The balance of party identification in the American electorate now favors the Democratic Party by a decidedly larger margin than in either of the two previous presidential election cycles.
In 5,566 interviews with registered voters conducted by the Pew Research Center for the People & the Press during the first two months of 2008, 36% identify themselves as Democrats, and just 27% as Republicans.
The share of voters who call themselves Republicans has declined by six points since 2004, and represents, on an annualized basis, the lowest percentage of self-identified Republican voters in 16 years of polling by the Center.
The Democratic Party has also built a substantial edge among independent voters. Of the 37% who claim no party identification, 15% lean Democratic, 10% lean Republican, and 12% have no leaning either way.
By comparison, in 2004 about equal numbers of independents leaned toward both parties. When "leaners" are combined with partisans, however, the Democratic Party now holds a 14-point advantage among voters nationwide (51% Dem/lean-Dem to 37% Rep/lean-Rep), up from a three-point advantage four years ago.
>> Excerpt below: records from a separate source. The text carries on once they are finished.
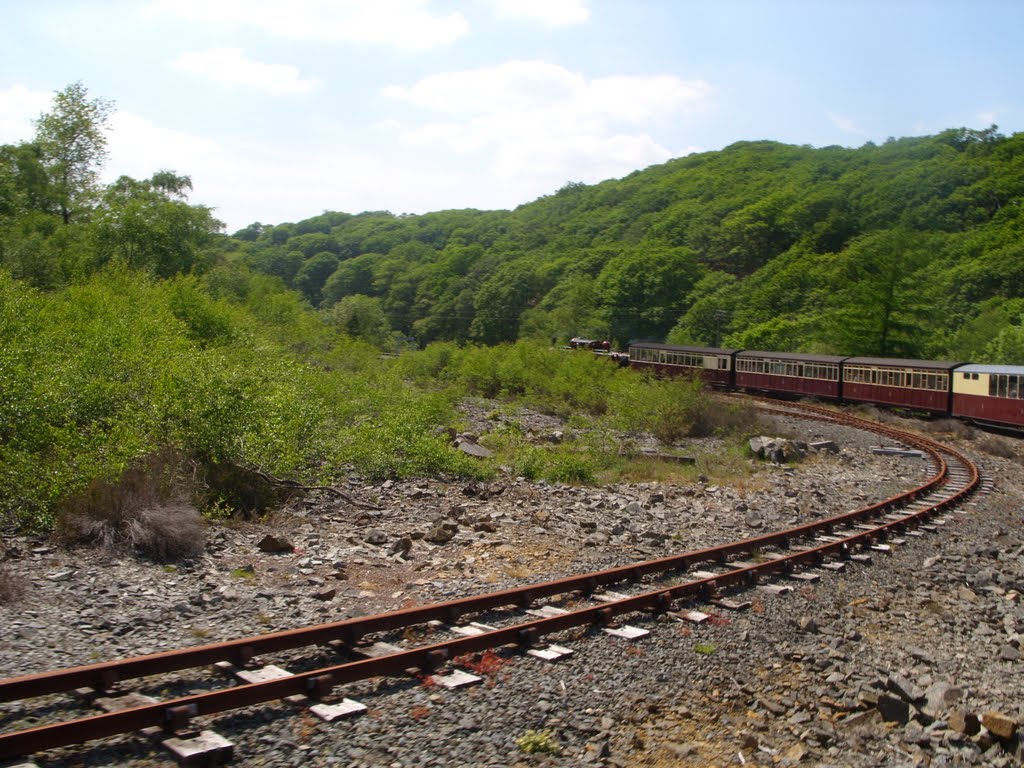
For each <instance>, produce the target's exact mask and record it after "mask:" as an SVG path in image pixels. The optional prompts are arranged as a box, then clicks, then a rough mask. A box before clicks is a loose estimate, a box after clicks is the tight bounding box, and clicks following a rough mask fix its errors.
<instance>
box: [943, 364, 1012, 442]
mask: <svg viewBox="0 0 1024 768" xmlns="http://www.w3.org/2000/svg"><path fill="white" fill-rule="evenodd" d="M952 415H953V416H955V417H958V418H961V419H969V420H971V421H974V422H978V423H980V424H994V425H1005V426H1010V427H1016V428H1021V427H1024V368H1022V367H1020V366H983V365H973V366H962V367H961V368H957V369H956V370H955V371H954V372H953V406H952Z"/></svg>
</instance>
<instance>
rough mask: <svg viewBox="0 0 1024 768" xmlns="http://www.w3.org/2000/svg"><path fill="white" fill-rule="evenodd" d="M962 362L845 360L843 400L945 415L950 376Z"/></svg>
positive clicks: (901, 360) (950, 393) (949, 384)
mask: <svg viewBox="0 0 1024 768" xmlns="http://www.w3.org/2000/svg"><path fill="white" fill-rule="evenodd" d="M963 365H964V364H963V362H951V361H948V360H945V361H943V360H938V361H937V360H909V359H896V358H891V357H848V358H847V360H846V362H844V364H843V399H844V400H846V401H847V402H873V403H876V404H879V406H896V407H900V408H908V409H913V410H914V411H931V412H934V413H941V414H948V413H949V410H950V408H951V407H952V389H951V382H952V376H951V374H952V372H953V369H956V368H958V367H959V366H963Z"/></svg>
So how can we explain the fact that John McCain is in a virtual tie with both Democratic candidates in spite of the fact he is little more than a clone of a president with a 32 percent approval rating? The economy is most voters primary concern and McCain has admitted he knows little about economics and in fact about the only thing he has said is that the Bush tax cuts should be continued. While approval of the Iraq war is up a little a majority still want the US out - McCain wants to be there for a hundred years. A majority of voters oppose military action against Iran - McCain wants to "bomb - bomb - bomb Iran". So how can he be doing so well? Is it because of race and gender? The gender issue is complicated because we are dealing with Hillary Clinton who has baggage that is not entirely gender related. The race issue is clearer. Obama has been unable to get a majority of white male voters in any primary, a sure sign that race is still an issue. John Cole pointed out that there is no way Obama could carry his state of West Virginia.
Posting at Firedoglake David Neiwert wonders how much of the race issue is a creation of the media.
Probably the most remarkable aspect of the recent feeding frenzy about Barack Obama's so-called "pastor problem" -- besides the agility and smarts that Obama has displayed in handling it -- is not as much what it reveals about the state of race in America as what it reveals about the state of the American media.Is the media dumping gasoline on the race fire? David thinks the answer is yes.